Deep Learning for Unrelated-Machines Scheduling: Handling Variable Dimensions
This addresses a difficult scheduling problem for operations research and AI optimization, though it appears incremental as it builds on existing deep learning methods for optimization.
The paper tackles the problem of offline deterministic scheduling on unrelated parallel machines with variable dimensions, aiming to minimize makespan and weighted tardiness. Their neural network approach achieved costs only 2.51% above optimal on 8-job/4-machine instances and consistently outperformed an advanced dispatching rule by 22.22% on average across configurations up to 100 jobs and 10 machines.
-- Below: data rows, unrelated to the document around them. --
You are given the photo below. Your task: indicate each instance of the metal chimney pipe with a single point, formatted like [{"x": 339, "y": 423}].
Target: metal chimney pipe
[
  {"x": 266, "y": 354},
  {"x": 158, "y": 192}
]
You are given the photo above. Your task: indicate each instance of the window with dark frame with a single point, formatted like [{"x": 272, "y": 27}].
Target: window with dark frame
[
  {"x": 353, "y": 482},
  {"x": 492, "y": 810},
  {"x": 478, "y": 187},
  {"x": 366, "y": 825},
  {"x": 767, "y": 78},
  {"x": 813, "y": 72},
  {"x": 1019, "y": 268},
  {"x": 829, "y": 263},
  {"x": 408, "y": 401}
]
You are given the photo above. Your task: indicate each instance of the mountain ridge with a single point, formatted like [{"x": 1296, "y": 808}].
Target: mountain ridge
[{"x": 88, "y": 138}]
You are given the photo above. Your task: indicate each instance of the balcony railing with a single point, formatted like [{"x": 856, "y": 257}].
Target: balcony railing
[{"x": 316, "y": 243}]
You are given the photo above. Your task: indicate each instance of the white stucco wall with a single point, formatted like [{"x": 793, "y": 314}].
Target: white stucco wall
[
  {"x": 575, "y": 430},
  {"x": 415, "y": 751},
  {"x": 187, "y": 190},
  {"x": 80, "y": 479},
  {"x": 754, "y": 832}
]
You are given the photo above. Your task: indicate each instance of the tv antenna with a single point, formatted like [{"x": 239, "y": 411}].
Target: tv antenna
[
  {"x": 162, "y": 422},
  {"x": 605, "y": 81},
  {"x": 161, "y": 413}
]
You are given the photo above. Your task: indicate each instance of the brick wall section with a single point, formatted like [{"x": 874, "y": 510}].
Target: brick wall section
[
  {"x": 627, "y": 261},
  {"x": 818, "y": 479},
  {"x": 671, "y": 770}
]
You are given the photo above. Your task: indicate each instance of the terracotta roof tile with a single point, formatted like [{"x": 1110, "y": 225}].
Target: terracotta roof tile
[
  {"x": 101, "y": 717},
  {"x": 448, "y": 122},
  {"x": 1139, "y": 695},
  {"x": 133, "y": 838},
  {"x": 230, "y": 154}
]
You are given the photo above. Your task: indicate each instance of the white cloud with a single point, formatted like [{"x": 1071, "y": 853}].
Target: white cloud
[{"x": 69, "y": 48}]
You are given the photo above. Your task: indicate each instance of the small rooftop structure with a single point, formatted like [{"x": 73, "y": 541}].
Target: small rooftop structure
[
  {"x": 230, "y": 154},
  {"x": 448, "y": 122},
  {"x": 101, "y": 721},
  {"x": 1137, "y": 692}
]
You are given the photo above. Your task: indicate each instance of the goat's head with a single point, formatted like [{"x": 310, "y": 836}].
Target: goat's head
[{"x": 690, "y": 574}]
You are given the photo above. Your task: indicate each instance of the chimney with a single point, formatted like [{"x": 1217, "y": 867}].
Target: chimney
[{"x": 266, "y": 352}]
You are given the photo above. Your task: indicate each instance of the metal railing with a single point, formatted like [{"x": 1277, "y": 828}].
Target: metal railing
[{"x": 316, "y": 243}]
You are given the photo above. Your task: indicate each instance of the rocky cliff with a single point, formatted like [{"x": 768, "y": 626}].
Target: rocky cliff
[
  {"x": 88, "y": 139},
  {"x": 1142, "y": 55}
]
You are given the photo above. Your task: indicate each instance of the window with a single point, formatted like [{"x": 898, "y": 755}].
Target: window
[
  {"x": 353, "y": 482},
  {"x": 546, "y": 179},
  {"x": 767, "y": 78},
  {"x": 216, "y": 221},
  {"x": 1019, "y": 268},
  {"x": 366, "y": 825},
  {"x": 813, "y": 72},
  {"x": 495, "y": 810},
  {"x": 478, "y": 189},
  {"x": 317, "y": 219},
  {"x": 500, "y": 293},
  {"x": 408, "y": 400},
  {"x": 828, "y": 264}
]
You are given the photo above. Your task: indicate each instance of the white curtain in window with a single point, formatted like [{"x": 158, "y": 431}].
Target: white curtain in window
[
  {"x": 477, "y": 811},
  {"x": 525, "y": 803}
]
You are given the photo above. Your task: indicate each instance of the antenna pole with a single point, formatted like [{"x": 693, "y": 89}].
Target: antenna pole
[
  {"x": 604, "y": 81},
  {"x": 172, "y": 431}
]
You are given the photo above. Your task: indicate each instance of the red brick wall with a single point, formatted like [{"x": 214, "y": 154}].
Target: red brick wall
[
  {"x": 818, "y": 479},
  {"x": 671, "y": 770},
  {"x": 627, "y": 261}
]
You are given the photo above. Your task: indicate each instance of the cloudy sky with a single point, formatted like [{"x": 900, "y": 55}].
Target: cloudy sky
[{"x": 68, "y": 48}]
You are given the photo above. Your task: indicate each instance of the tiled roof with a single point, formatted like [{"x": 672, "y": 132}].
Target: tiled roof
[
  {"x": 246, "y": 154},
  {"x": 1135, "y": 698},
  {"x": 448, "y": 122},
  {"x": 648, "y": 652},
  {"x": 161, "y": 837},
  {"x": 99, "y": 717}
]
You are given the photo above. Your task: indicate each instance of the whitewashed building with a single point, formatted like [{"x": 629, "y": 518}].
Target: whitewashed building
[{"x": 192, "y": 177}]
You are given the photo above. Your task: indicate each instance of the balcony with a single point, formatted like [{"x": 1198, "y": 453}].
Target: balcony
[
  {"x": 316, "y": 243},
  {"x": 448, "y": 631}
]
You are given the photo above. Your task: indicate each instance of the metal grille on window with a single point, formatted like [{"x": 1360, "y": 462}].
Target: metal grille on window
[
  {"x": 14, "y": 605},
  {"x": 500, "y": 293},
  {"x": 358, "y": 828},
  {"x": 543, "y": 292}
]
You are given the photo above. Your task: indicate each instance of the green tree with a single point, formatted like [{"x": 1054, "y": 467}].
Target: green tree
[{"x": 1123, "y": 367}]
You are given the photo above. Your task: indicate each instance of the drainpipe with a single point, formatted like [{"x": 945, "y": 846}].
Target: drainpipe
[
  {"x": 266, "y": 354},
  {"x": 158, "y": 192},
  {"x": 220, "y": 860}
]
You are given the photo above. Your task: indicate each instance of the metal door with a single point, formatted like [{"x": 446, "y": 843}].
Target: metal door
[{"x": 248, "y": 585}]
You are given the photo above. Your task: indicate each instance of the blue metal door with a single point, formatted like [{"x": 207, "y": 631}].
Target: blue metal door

Deep learning has been effectively applied to many discrete optimization problems. However, learning-based scheduling on unrelated parallel machines remains particularly difficult to design. Not only do the numbers of jobs and machines vary, but each job-machine pair has a unique processing time, dynamically altering feature dimensions. We propose a novel approach with a neural network tailored for offline deterministic scheduling of arbitrary sizes on unrelated machines. The goal is to minimize a complex objective function that includes the makespan and the weighted tardiness of jobs and machines. Unlike existing online approaches, which process jobs sequentially, our method generates a complete schedule considering the entire input at once. The key contribution of this work lies in the sophisticated architecture of our model. By leveraging various NLP-inspired architectures, it effectively processes any number of jobs and machines with varying feature dimensions imposed by unrelated processing times. Our approach enables supervised training on small problem instances while demonstrating strong generalization to much larger scheduling environments. Trained and tested on instances with 8 jobs and 4 machines, costs were only 2.51% above optimal. Across all tested configurations of up to 100 jobs and 10 machines, our network consistently outperformed an advanced dispatching rule, which incurred 22.22% higher costs on average. As our method allows fast retraining with simulated data and adaptation to various scheduling conditions, we believe it has the potential to become a standard approach for learning-based scheduling on unrelated machines and similar problem environments.